I assumed the lens to be biconvex (though I know that I can't. There are so many types of positive lens...).
So I get that $$\frac{1}{f}=(n_1-n_0)\left ( \frac{2}{R} \right )$$.


So I must show that $$S_0+S_1 \geq 4f$$.
Using these 2 formulae, I reach that the inequation holds if and only if $$S_0+S_i \leq 2R$$ where R is the curvature radius of the thin lens. I'm stuck here. Are there any other equation I should use? Or am I in the right direction?

 

[tiny-tim]

Hi fluidistic!

You're making this far too complicated!

Just write S_i - S_o as a function of S_o, and differentiate.

 

[fluidistic]

Hi fluidistic!

You're making this far too complicated!

Just write S_i - S_o as a function of S_o, and differentiate.

Wow, this worked. Awsome! So I only needed the formula $$\frac{1}{f}=\frac{1}{S_o}+\frac{1}{S_i}$$ and your nice idea!
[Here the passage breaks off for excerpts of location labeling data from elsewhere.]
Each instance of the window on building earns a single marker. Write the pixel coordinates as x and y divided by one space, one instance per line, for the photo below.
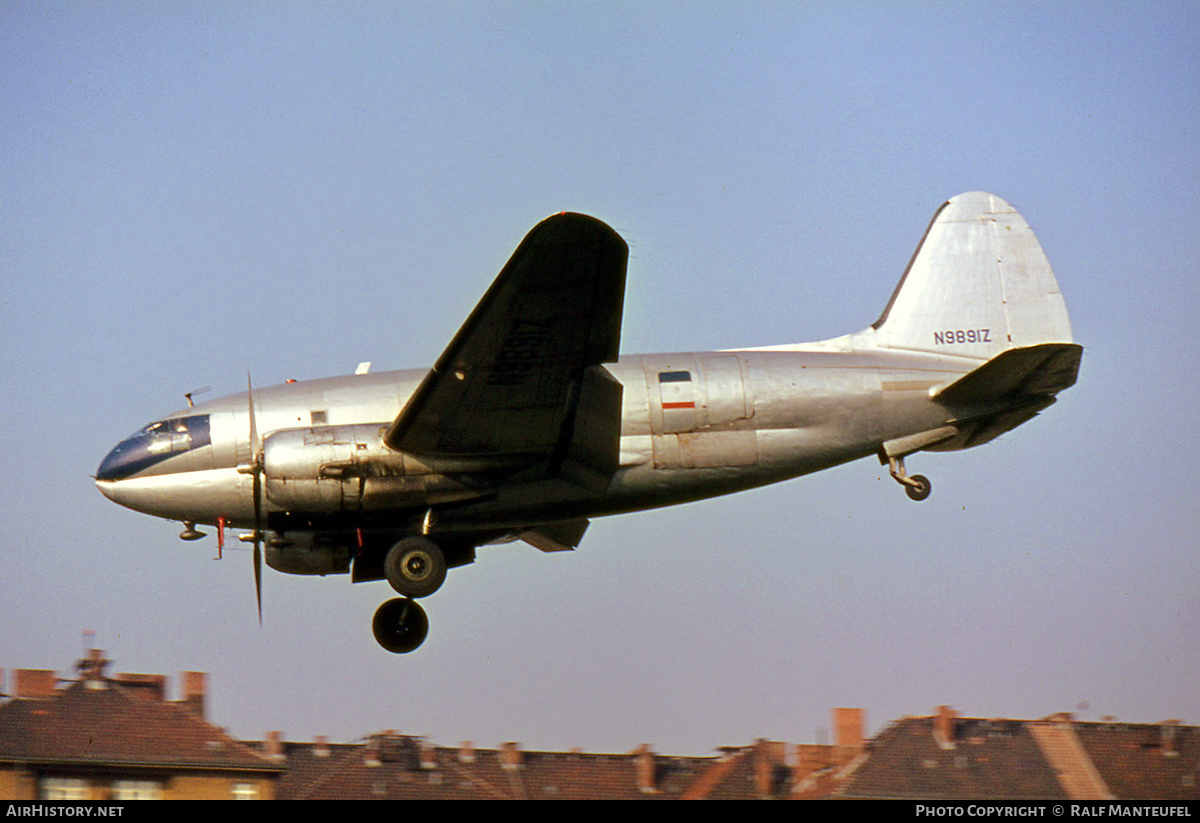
245 791
137 790
64 788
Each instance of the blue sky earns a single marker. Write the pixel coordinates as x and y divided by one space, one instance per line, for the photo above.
191 190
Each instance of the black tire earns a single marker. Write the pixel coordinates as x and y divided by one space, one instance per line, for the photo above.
415 568
400 625
922 490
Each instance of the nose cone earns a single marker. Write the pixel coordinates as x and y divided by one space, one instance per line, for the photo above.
126 458
108 488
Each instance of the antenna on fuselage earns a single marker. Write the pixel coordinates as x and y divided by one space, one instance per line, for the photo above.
187 395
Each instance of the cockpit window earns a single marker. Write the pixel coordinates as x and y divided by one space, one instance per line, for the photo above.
155 443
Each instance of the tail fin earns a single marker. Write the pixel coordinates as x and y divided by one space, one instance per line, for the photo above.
977 284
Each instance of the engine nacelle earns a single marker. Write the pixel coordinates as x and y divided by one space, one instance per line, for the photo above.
331 469
305 553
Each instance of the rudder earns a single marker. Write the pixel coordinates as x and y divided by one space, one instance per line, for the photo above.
977 284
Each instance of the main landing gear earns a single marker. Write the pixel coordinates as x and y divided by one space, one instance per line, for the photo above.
401 625
415 568
917 486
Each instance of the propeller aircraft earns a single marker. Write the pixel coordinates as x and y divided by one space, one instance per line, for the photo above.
531 424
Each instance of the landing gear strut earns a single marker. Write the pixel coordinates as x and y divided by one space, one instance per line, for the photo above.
415 566
400 625
917 486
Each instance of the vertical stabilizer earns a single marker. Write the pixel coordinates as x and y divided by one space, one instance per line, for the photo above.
978 284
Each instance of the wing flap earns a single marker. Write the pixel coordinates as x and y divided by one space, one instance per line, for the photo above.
510 380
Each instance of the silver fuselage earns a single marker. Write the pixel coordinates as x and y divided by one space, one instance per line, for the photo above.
743 419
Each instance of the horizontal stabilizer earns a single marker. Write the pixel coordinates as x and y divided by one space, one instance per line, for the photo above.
558 536
1033 371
Edit: Wait! Why did you choose the expression So-Si rather than minimizing So+Si?

 

[tiny-tim]

Edit: Wait! Why did you choose the expression So-Si rather than minimizing So+Si?

oops!

 

[fluidistic]

oops!

But this worked! ahahahaha, I made an error but I reached the result. Wow, amazing. I'll retry. Ahahahah.

 

[fluidistic]

Have you solved the problem? I'm getting stuck, I just don't reach anything. $$S_0+S_i=\frac{S_0S_i}{f}$$. I have to minimize this function.

 

[tiny-tim]

No, S_o + S_i = S_o + 1/(1/f - 1/S_o) = S_o + fS_o/(S_o - f) …

carry on from there.

(and I'm off to bed :zzz:)​

 

[fluidistic]

No, S_o + S_i = S_o + 1/(1/f - 1/S_o) = S_o + fS_o/(S_o - f) …

carry on from there.

(and I'm off to bed :zzz:)​

Worked! Thanks a lot.

 

[Titans86]

It is still unclear to me where to go from here. What should I be differentiating with respects to?

Regards,
Adam

 

[tiny-tim]

Hi Adam!

What should I be differentiating with respects to?

hmm … there's only one variable in the formula …

No, S_o + S_i = S_o + 1/(1/f - 1/S_o) = S_o + fS_o/(S_o - f)

… so i suppose you'd better differentiate wrt that!